In respect to my mother. I believe it is very likely that they have stopped having sex all together. She is not as free and giving with her affection. She can be loving but not always physically. They are more like friends now.

What I wish I knew is how this compulsion started with him in seeking out sex. Could maybe it be from lack of warmth from mom? Maybe this was what drove him to experiment, but now is it possible that it has turned into a type of addiction? I just wonder if he could stop if he wanted to? One of my friends suggests that it could be a relief for him to see that I know. So far it is pretty weird, because I saw him yesterday and he is not letting on that this phone mishap could lead to anything. He is acting like everything is totally normal. Also ironically their Wedding Anniversary is coming up next month on September 23rd.


----------



## jnj express (Mar 28, 2011)

You could send him an E-Mail, as if it was from an unknown source, say in the E-Mail---you know he is cheating, and if he doesn't stop instantly----everyone, and I mean everyone he knows will be told of his cheating----that may get him to stop

It won't help your mother---but what is it that you really want to do about all of this?????


----------



## Sailor's Daughter (Aug 22, 2011)

jnj express said:


> You could send him an E-Mail, as if it was from an unknown source, say in the E-Mail---you know he is cheating, and if he doesn't stop instantly----everyone, and I mean everyone he knows will be told of his cheating----that may get him to stop
> 
> It won't help your mother---but what is it that you really want to do about all of this?????


Thank you for your suggestion. That is a very creative idea, and could maybe work if my dad did not share an email address with my mom. :scratchhead: 

I would like to report that this is going to be handled very soon, maybe this week. I am gathering up my courage and am planning a meeting. I tried to contact my brother for some support however it does not seem likely he will respond. I am thinking he might already know as well. He helped my dad with some technical problems with his cell. Dad is very trusting to just carelessly let his phone get handled by us.

You asked what I hope the outcome might be? There are no good outcomes. The only outcome for me is that dad and I will not have this secret between us. It will be up to him what he decides to do next. I am not trying to break up the marriage by any means. If it was just an affair with one person it would be different. An escort/ prostitute service brings this to another level of risk.


----------



## the guy (Aug 3, 2010)

Tell you dad he has a day or you'll tell mom, hand him a copy of your thread and tell him this will explain the why.


----------



## Sailor's Daughter (Aug 22, 2011)

the guy said:


> Tell you dad he has a day or you'll tell mom, hand him a copy of your thread and tell him this will explain the why.


Nice. Well at least he has a pacemaker so it would not cause him to have a heart attack. I will keep this idea in mind. Thanks


----------



## that_girl (Jul 6, 2011)

I would tell my dad he has a week to tell my mom or I will.

Not because he's cheating, but god forbid he gave her a disease, etc.


----------



## the guy (Aug 3, 2010)

:iagree:

Sorry I forgot about his age, I just though with his active life style he could handle it.

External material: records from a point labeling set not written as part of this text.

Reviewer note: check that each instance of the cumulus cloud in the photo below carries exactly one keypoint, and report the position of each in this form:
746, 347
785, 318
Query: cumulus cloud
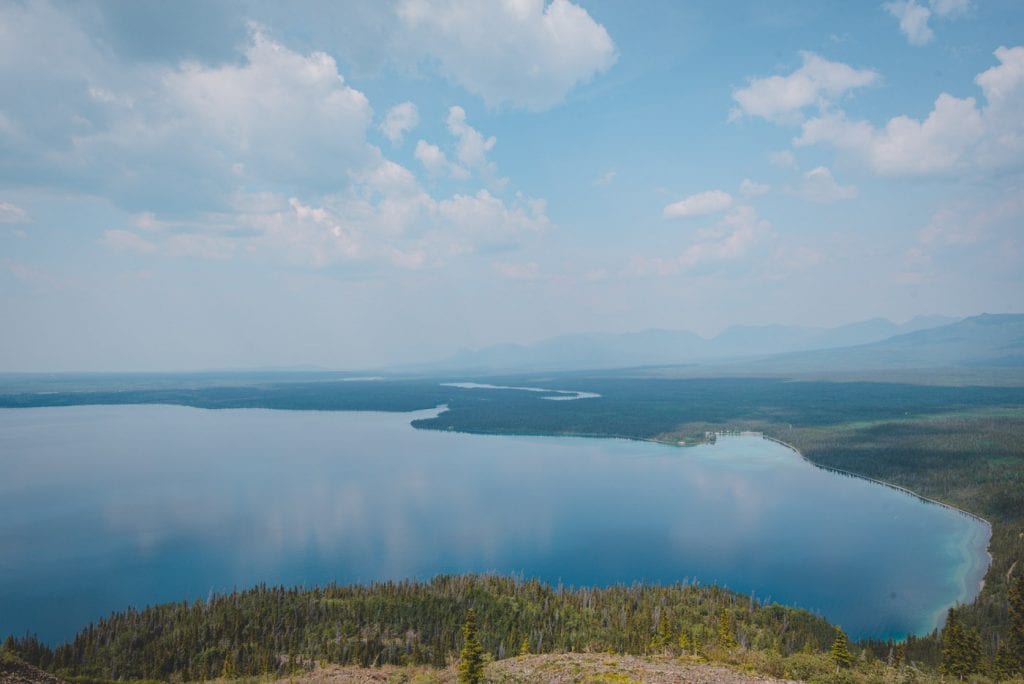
525, 53
783, 159
385, 217
956, 134
750, 188
701, 204
912, 20
913, 17
819, 185
399, 120
10, 213
817, 83
436, 162
471, 146
971, 222
156, 136
470, 150
263, 155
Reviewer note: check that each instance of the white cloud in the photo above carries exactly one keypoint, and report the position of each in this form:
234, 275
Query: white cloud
154, 136
471, 150
701, 204
435, 162
913, 17
527, 53
750, 188
471, 146
912, 20
817, 83
950, 7
399, 120
819, 185
736, 233
972, 222
10, 213
783, 159
385, 217
956, 134
283, 115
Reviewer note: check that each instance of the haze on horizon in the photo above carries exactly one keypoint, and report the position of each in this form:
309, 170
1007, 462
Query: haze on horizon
348, 184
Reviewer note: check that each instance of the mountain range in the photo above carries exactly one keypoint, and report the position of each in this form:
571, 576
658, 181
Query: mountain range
671, 347
924, 342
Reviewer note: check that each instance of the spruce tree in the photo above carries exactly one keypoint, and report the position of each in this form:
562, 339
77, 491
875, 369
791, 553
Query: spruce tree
471, 658
899, 654
841, 650
726, 639
961, 648
1013, 646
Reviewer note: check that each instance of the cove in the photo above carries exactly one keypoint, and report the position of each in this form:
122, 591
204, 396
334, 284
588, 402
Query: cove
102, 507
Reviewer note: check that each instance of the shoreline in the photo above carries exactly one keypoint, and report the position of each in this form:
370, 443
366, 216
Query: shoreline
988, 525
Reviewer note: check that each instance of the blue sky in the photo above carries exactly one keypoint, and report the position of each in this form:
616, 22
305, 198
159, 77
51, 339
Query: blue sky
249, 183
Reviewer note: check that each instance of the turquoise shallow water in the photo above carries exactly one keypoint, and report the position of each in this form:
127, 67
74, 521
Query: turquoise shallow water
104, 507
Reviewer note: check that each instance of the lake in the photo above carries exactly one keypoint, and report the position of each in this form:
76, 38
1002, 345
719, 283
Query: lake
105, 507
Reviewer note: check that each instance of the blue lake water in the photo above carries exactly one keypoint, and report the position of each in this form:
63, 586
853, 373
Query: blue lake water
104, 507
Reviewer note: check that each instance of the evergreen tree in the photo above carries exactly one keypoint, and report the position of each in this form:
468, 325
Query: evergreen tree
1013, 646
961, 647
841, 650
684, 642
899, 654
726, 639
663, 640
471, 659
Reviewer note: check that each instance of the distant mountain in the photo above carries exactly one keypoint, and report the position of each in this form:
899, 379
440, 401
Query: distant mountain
987, 340
670, 347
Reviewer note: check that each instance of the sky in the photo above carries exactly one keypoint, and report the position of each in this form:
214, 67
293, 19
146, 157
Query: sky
248, 183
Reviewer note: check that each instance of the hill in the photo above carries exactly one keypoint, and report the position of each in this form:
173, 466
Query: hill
669, 347
992, 341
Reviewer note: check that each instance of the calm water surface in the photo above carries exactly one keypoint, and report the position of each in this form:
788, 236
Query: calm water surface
104, 507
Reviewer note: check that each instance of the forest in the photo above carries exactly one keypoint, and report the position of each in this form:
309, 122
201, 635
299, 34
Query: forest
963, 445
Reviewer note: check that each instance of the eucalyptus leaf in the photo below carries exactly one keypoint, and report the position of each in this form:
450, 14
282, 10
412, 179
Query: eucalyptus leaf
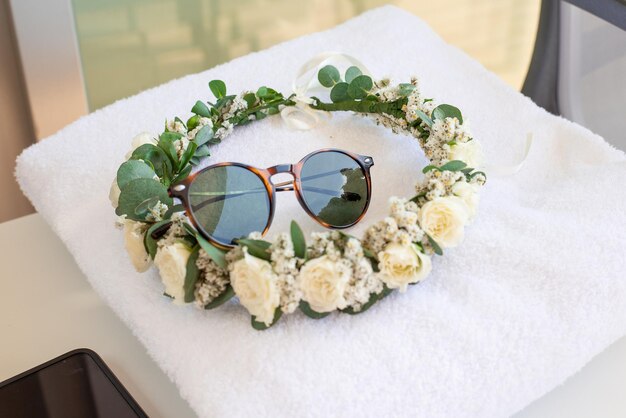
339, 92
202, 151
218, 88
308, 311
201, 109
137, 192
352, 73
260, 326
447, 111
328, 76
226, 295
192, 275
217, 255
133, 169
149, 241
204, 135
297, 238
436, 248
256, 247
454, 165
360, 87
156, 156
424, 117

Give him a week to put a plan together


----------



## Catherine602 (Oct 14, 2010)

I dont know how old you are or what your relationship status is but I would like to set the record strait lest you think that the sex with prostitutes is somehow justifiable because a man has sexual desires. It is not. 

Your father engaged in illegal and immoral activity. Not only that, he spends time and money on these prostitutes and expended emotional feelings on women who did nothing for him but give a few minutes of pleasure. If he is having any sexual contact with your mother, then in essence she is having sex with prostitutes too. 


You may worship him as a hero but ill bet your mother doesn't and for just cause. You are naive to think that he started seeking sex out side of the marriage 1 year ago. I'll bet a few pennies that he has been doing it for quite some time during the matrriage. 

So you see your mother who, it appears, remained with this man, had his kids, stood by him has been rewarded with a man who spends time and money and emotions directed at paid sex workers. Nice moral man? 

You may not like your mother but at lest understand that if she is married to a man who can do this for a few minites of sexual pleasure, what else has he done? She may have more to complain about than you know. 

Be careful how you evaluate both your parents. Your mother's personality is no reason for your father to risk her health, her emotional stability, risk police action, extortion, blackmail and siphon off the family finances. Your farther may appear to be a loving man but clearly there is another side of him that is the side your mother sees.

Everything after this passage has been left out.